Er nahm Platz und begann in vollster Gemüthsruhe die Umgebung zu betrachten. „Meine verehrten Landsleute scheinen in der That der glücklich situirten Minderheit anzugehören, die jährlich über einige Zehntausende verfügt. Die ganze Villa nebst Park zum ausschließlichen Gebrauche gemiethet – die Einrichtung mit großen Kosten vervollständigt, denn diesen Comfort findet man nicht hier im Süden – die eigene Dienerschaft mitgebracht; ich sah nicht weniger als drei Gesichter da draußen, denen die urgermanische Abkunft auf der Stirn geschrieben steht. Jetzt ist nur die Frage, ob wir es mit der Aristokratie oder mit der Börse zu thun haben. Das Letztere wäre mir lieber, ich kann da doch wenigstens einige mercantilische Beziehungen geltend machen, während ich vor einem hohen Adel in der ganzen Nichtigkeit des Bürgerlichen – – wie, Consul Erlau?“

Mit diesem in grenzenlosem Erstaunen hervorgestoßenen Ausrufe prallte Hugo von der Schwelle zurück, auf der jetzt die wohlbekannte Gestalt des Handelsherrn erschien. Der Consul war freilich im Laufe der Jahre sehr gealtert, das einst so volle dunkle Haar erschien grau und spärlich; die Züge trugen den Ausdruck eines unverkennbaren Leidens, und auch das freundliche Wohlwollen, das sie sonst belebte, war, für den Augenblick wenigstens, einer kalten Gemessenheit gewichen, mit der er sich dem Gaste näherte.

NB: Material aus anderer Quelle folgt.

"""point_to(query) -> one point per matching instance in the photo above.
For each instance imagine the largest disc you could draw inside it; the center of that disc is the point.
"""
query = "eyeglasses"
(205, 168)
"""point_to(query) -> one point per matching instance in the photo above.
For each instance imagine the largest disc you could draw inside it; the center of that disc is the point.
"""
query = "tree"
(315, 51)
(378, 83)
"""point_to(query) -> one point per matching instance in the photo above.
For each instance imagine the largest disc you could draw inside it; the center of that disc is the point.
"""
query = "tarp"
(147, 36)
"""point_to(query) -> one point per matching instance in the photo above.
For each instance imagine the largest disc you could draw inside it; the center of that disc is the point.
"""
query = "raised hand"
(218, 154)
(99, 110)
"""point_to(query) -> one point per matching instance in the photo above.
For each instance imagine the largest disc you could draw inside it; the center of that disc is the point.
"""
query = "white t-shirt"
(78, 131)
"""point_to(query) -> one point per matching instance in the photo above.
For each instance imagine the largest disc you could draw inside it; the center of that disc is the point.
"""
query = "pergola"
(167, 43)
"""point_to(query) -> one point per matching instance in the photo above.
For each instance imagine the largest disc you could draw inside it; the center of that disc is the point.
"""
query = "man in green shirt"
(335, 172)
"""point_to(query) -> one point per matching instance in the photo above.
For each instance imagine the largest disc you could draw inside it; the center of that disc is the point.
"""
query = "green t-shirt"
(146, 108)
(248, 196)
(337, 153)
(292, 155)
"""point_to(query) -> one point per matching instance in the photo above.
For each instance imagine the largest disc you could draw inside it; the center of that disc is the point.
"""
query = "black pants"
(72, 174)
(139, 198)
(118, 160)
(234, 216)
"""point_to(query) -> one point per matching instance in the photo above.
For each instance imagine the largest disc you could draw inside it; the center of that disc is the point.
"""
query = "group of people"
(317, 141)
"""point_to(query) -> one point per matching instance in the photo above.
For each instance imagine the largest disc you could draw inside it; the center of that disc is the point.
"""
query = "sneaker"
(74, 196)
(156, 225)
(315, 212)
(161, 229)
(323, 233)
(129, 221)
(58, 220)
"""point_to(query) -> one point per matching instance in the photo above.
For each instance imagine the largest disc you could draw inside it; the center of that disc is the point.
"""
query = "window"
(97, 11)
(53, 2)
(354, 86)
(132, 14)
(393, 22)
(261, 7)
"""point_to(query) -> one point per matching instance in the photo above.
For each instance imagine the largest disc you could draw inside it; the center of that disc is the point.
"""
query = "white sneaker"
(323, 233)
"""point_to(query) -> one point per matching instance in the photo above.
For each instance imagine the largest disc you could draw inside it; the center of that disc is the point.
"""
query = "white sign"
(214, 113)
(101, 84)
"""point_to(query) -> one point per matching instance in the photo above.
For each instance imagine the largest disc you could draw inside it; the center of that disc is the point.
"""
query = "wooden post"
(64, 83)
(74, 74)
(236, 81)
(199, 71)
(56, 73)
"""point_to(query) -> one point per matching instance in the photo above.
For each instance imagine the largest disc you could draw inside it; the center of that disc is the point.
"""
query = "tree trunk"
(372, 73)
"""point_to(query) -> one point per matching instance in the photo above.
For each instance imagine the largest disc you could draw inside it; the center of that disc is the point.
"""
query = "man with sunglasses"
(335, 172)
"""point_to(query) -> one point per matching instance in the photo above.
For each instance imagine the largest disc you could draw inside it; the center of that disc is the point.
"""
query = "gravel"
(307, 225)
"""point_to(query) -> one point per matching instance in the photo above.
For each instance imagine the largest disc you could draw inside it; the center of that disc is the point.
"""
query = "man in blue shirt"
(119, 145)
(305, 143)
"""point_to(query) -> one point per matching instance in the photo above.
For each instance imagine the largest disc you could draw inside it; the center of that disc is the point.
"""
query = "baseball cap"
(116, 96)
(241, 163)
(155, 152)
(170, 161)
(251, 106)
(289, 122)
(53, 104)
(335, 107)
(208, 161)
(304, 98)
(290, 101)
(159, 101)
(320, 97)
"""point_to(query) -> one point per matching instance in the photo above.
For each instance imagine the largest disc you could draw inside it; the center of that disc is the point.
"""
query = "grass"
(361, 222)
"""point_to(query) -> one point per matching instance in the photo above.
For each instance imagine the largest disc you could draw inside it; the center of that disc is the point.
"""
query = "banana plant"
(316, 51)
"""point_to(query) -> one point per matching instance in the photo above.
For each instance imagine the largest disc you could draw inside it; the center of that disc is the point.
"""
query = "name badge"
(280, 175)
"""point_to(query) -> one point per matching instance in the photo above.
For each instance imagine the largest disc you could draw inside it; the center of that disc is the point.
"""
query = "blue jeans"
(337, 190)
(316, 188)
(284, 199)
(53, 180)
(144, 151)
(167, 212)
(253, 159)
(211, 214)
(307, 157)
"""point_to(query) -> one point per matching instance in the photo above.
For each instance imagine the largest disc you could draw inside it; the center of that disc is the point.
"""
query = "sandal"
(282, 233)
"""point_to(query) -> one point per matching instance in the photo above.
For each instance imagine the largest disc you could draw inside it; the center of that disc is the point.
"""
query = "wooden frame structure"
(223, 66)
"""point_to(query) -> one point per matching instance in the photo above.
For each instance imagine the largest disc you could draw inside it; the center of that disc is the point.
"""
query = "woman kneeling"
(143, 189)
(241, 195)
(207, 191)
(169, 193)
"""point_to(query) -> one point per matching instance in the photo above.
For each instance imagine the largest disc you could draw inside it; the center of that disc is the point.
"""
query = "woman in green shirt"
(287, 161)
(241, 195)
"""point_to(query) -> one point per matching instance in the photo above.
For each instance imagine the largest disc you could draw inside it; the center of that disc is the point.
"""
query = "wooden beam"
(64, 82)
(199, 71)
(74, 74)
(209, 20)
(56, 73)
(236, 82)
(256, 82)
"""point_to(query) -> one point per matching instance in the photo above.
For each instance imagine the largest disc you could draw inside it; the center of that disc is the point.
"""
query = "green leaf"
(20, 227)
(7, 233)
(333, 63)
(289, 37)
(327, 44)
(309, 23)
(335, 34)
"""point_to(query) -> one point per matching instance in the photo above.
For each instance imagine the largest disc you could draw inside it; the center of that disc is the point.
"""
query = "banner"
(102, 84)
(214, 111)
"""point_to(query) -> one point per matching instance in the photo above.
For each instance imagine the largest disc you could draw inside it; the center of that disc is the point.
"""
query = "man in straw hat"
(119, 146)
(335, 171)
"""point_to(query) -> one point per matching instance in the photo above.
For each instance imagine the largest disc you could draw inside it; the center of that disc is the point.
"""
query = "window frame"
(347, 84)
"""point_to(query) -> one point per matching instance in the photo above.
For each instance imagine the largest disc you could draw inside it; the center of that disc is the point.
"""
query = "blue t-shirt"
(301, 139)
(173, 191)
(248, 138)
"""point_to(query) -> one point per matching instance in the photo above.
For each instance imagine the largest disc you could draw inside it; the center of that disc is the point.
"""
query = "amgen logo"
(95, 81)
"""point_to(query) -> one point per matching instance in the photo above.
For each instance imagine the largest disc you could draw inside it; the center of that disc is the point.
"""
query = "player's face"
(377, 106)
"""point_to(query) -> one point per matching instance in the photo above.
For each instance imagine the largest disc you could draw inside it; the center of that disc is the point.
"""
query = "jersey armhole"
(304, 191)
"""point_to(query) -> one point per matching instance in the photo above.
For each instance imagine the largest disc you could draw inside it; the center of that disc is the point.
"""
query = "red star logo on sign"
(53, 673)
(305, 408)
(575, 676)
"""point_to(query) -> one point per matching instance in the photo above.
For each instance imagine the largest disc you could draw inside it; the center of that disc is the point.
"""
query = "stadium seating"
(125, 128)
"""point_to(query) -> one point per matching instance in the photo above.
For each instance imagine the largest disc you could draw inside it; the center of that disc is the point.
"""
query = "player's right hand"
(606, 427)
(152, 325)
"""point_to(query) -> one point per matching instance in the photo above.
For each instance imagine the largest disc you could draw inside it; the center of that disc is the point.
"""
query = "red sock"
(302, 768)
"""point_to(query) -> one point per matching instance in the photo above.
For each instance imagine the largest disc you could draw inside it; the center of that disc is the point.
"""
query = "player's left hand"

„Herr Capitain Almbach, Sie wünschen mich zu sprechen?“

Hugo war bereits Herr seiner Ueberraschung geworden und augenblicklich entschlossen, diesen ganz unerwartet günstigen Zufall nach Kräften zu benutzen. Er nahm all seine Liebenswürdigkeit zusammen.

„Herr Consul, ich bin Ihnen sehr dankbar – ich hoffte in der That kaum, von Ihnen persönlich empfangen zu werden.“

Erlau ließ sich nieder und lud ihn mit einer Handbewegung zum Sitzen ein.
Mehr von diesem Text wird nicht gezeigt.